Alcançado um acordo para uma nova parceria política e económica mesmo em cima da linha de meta, mais precisamente na véspera de Natal, Reino Unido e União Europeia estão a aproveitar os poucos dias que restam até ao final do ano para garantirem que a transição pós-“Brexit” ocorre da forma menos disruptiva possível e que os seus diferentes poderes e instituições políticas dão o seu aval às disposições acordadas e explanadas ao longo das 1246 páginas do novo tratado.

O primeiro-ministro do Reino Unido, Boris Johnson, e o presidente do Conselho Europeu, Charles Michel, falaram esta segunda-feira ao telefone, e realçaram a importância do acordo para a nova fase das relações e da cooperação entre os dois blocos.

Do lado da UE, a grande preocupação está relacionada com a falta de tempo para os membros do Parlamento Europeu e as comissões responsáveis lerem, analisarem, discutirem e votarem o acordo. Esse trabalho será realizado logo que recomecem os trabalhos parlamentares, em Janeiro, com a obrigatória ratificação a acontecer de forma retroactiva.

A solução para evitar o no-deal passou por recorrer à figura jurídica da vigência provisória, que está prevista no direito comunitário. Esta segunda-feira, os representantes permanentes dos 27 Estados membros reuniram em Bruxelas e aprovaram, por unanimidade, a “aplicação provisória” do acordo a partir de 1 de Janeiro de 2021.

Essa aprovação deverá ser formalizada, por escrito, até ao início da tarde de terça-feira – há países, como a Suécia, que têm de consultar os respectivos Parlamentos nacionais –, para que o Conselho da UE autorize a implementação do acordo.

Os eurodeputados terão então tempo para escrutinar convenientemente o tratado nas primeiras semanas de 2021 e agendar a votação e ratificação do mesmo para Março.

“No espírito de união que prevaleceu durante o processo negocial e tendo em conta circunstâncias particulares, únicas e específicas, a conferência dos presidentes aceita a aplicação provisória [do acordo] para mitigar a disrupção para cidadãos e empresas e prevenir o caos de um cenário de no-deal”, refere uma nota divulgada pelo Parlamento Europeu, após uma reunião entre os líderes parlamentares, o presidente David Sassoli, a presidente da Comissão Europeia, Ursula von der Leyen, e o representante da UE nas negociações, Michel Barnier.

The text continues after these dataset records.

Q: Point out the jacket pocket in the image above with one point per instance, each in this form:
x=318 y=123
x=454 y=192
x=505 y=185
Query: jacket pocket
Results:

Preparem-se, alerta Londres

Do lado britânico, as preocupações são essencialmente de carácter logístico – o Parlamento britânico vai discutir e votar o acordo na quarta-feira mas, dada a maioria confortável do Partido Conservador na Câmara dos Comuns, a aprovação está praticamente garantida.

Tal como já o tinha feito, há uns meses, num alerta dirigido aos representantes do sector logístico e das empresas de transporte do Reino Unido, o ministro Michael Gove – responsável pela implementação do acordo de saída – assumiu esta segunda-feira que estão previstos “momentos conturbados” no início do ano, por causa do “pouco tempo” de adaptação das empresas às novas regras.

“Tenho a certeza de que irá haver momentos conturbados, mas estamos aqui para fazer tudo o que pudermos para suavizar o caminho”, afirmou Gove numa entrevista à BBC, sublinhando a urgência de os agentes económicos se prepararem convenientemente para a viragem do ano.

“A natureza da nossa nova relação com a UE – fora do mercado único e da união aduaneira – significa que há mudanças práticas e processuais para as quais as empresas e os cidadãos necessitam de se preparar. Sabemos que irá haver alguma disrupção à medida que nos ajustamos a novas maneiras de fazer negócio com a UE, portanto é vital que tomemos as medidas necessárias agora”, acrescentou.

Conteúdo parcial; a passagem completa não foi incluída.